In July 2020, NASA launched the Perseverance rover mission, which sought to find signs of habitable conditions, search for biosignatures, and collect samples for future Mars-sample-return missions and human expeditions. Seven months later, Perseverance landed successfully in the Jezero Crater.

The Perseverance rover includes a FPGA-based hardware accelerator in its Vision Compute Element (VCE) that will aid in landing navigation and autonomous driving on the Martian surface. The radiation-hardened Xilinx Virtex-5QVs (SIRF) serve as the reprogrammable visual processor in the computer vision accelerator card (CVAC) used to accelerate certain stereo and visual tasks like image rectification, filtering, detection, and matching. Also included on some of the instruments are the Mastcam-Z, a multispectral stereoscopic imaging instrument, which uses a radiation-tolerant Virtex-II FPGA (XQR2V3000) in the digital box based on the Mars Science Lab (MSL) architecture, and the Scanning Habitable Environments with Raman & Luminescence for Organics and Chemicals (SHERLOC) spectrometer, which uses the MAHLI with a camera system incorporating the XQR2V3000 FPGAs.


Fig. 1: Perseverance Rover (Source: NASA)

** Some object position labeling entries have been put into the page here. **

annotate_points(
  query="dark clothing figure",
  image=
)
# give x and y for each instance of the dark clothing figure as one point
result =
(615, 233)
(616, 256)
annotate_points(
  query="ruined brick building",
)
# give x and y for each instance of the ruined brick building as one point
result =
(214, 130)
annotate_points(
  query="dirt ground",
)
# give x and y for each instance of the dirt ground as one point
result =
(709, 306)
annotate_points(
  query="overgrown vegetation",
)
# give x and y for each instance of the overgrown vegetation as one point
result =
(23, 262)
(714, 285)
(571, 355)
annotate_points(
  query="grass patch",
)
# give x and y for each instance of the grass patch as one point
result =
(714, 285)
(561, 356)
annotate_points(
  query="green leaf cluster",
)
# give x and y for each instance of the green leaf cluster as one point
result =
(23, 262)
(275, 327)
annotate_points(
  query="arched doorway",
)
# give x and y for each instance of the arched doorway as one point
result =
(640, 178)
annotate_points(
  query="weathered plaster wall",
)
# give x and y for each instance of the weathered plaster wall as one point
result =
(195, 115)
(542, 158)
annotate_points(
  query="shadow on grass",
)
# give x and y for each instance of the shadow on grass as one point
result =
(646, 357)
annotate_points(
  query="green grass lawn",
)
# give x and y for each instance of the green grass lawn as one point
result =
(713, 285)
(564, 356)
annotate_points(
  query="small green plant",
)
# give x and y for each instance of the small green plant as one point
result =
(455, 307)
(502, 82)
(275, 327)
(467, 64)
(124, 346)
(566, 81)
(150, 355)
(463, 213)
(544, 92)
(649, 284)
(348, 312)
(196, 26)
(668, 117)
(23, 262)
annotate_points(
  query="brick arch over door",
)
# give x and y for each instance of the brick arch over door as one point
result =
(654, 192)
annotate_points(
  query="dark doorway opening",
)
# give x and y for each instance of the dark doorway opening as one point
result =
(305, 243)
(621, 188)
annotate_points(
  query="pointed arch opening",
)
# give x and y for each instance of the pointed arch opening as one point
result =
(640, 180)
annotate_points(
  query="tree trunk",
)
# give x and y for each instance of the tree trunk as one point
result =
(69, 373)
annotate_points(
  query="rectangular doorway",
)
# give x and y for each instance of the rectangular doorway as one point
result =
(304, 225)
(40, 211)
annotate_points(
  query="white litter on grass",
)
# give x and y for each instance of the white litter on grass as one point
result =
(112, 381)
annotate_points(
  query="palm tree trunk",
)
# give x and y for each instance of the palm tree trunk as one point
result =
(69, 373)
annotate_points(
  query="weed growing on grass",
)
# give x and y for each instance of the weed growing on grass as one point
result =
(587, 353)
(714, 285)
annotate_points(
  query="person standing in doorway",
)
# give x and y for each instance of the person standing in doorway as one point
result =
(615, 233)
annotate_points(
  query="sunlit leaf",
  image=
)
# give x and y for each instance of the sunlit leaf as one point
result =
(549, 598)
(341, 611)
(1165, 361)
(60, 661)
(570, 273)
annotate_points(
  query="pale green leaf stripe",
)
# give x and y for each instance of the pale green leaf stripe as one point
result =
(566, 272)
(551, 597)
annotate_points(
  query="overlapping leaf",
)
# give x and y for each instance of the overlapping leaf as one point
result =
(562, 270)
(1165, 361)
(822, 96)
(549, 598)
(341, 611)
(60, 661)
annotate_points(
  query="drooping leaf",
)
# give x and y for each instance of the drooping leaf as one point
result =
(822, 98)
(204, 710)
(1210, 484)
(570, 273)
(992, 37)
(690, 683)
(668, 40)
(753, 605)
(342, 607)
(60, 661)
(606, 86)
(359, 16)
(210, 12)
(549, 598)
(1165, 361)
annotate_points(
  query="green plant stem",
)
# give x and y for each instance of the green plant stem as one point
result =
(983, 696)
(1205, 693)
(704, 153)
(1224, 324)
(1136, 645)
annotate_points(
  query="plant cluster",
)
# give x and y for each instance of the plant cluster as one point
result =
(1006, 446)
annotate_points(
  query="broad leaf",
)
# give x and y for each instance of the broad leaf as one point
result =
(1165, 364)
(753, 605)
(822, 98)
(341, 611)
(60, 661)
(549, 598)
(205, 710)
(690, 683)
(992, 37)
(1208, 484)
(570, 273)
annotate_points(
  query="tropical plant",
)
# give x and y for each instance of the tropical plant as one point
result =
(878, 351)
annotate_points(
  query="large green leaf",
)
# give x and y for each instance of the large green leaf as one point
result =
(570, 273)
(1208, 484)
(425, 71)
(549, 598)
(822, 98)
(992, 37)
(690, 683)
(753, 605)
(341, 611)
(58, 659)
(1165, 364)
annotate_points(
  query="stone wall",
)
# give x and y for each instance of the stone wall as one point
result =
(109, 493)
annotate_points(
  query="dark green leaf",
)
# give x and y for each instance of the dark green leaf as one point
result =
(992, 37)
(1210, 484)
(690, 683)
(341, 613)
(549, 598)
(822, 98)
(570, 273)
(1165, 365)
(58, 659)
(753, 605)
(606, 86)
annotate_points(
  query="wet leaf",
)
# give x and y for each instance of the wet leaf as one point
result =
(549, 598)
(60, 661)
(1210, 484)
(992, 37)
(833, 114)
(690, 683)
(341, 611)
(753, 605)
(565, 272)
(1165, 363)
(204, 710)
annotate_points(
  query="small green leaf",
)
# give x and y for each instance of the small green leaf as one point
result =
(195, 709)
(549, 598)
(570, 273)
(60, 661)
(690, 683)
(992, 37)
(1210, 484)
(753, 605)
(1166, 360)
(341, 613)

As we all know, this was not the first mission to Mars and there has been so much exciting work done to date – it is worth taking a look back.

NASA’s Opportunity Rover Mission came to an end on February 13, 2019, after exploring the surface of Mars for 15 earth years, even though the design was intended to last just 90 Martian days. NASA’s Mars Exploration Program is one of the most successful interplanetary exploration missions ever.


Fig. 2: MER Opportunity (Source: NASA)

NASA’s Mars Exploration Rover (MER) mission involved two Mars rovers: “Spirit” and “Opportunity.” They were designed to explore the planet for water sources on Mars. Planned to last 90 days, the rovers exceeded everyone’s expectations with Spirit lasting 7+ years (20X longer) and Opportunity lasting 15 years (55X longer)—both returning valuable information about the geological composition of the planet.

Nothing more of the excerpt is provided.